The early Moon was closer to Earth than today, so its shape may have been changed by the tides.
Scientists have worked out the reasons for the distorted shape of our Moon.
A US team calculated the effect on the shape of the early Moon of tidal and rotational forces.
They say its own spin and the tidal tug of the Earth created a “lemon-shaped” satellite.
Lead researcher Ian Garrick-Bethell, from the University of California Santa Cruz, said this shape-shifting occurred when the Moon was mostly liquid beneath a thin outer crust of rock.
This interaction with the Earth also caused the Moon to shift slightly on its own axis.
“For the Earth and Mars and other bodies, we know that the dominant shape of the planet is due to its spin,” he said.
“If you take a water balloon and start spinning it, it will bulge out at the equator, and on the Earth, we have something very similar to that.”
Professor of planetary sciences Ian Garrick-Bethell explains what gave the Moon its lemon-like distorted shape
This effect, however, does not explain how “surprisingly distorted” our Moon is.
“It’s spinning really slowly, and it’s really far from the Earth, so it’s not like tides today could be causing that.”
Prof Garrick-Bethell’s new explanation is that four billion years ago – when the Moon formed from the debris thrown out by a huge impact between early Earth and a so-called planetoid – was much closer to the Earth. This meant tides were stronger.
“The Moon was spinning much faster, so there’s a variety of interesting things that could happen, at that time when the Moon was really hot, that could change its shape.”
Heating and stretching:
When the Moon first formed, it was liquid rock. As it cooled, the outer crust solidified and floated on this viscous ocean.
The gravitational tug of the Earth raised tides on the Moon that started to “flex and pull on that thin crust”, said Prof Garrick-Bethell.
He and his colleagues were inspired in this idea by an earlier study of one of Jupiter’s moon’s, Europa.
Europa has an ice crust floating on a liquid ocean of water.
In a 2013 study, researchers from the University of Texas at Austin calculated how tidal heating – caused by Jupiter’s tug on that warmer liquid water – was distributed in Europa’s icy shell.
Prof Garrick-Bethell’s team realised that a similar effect could have occurred in the liquid rock ocean on the early Moon.
They also solved the mathematical problems caused by large craters and basins on the Moon’s surface that formed after the crust solidified.

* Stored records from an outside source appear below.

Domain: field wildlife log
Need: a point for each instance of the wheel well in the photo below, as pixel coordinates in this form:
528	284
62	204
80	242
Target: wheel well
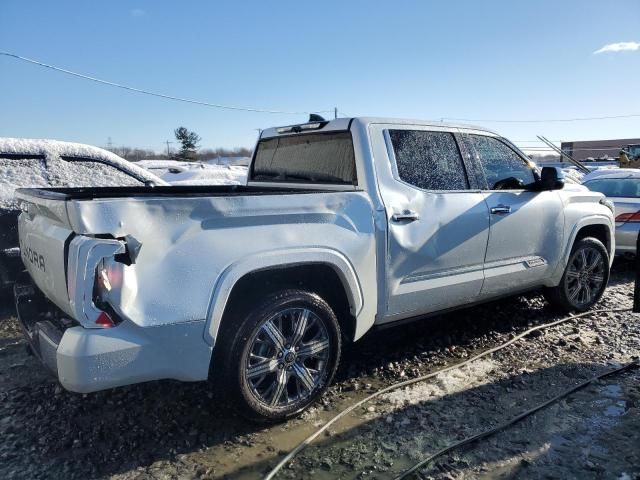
319	278
601	232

These have previously caused problems for past attempts to interpret its shape. They’re essentially chunks of “missing Moon” that make it difficult to map its co-ordinates and work out how its original spherical shape would have been rearranged.
“We did a lot of work to estimate the uncertainties in the analysis that result from those gaps [in the data],” Prof Garrick-Bethell said.
The result, the researchers claim, is the best explanation yet of the Moon’s odd shape.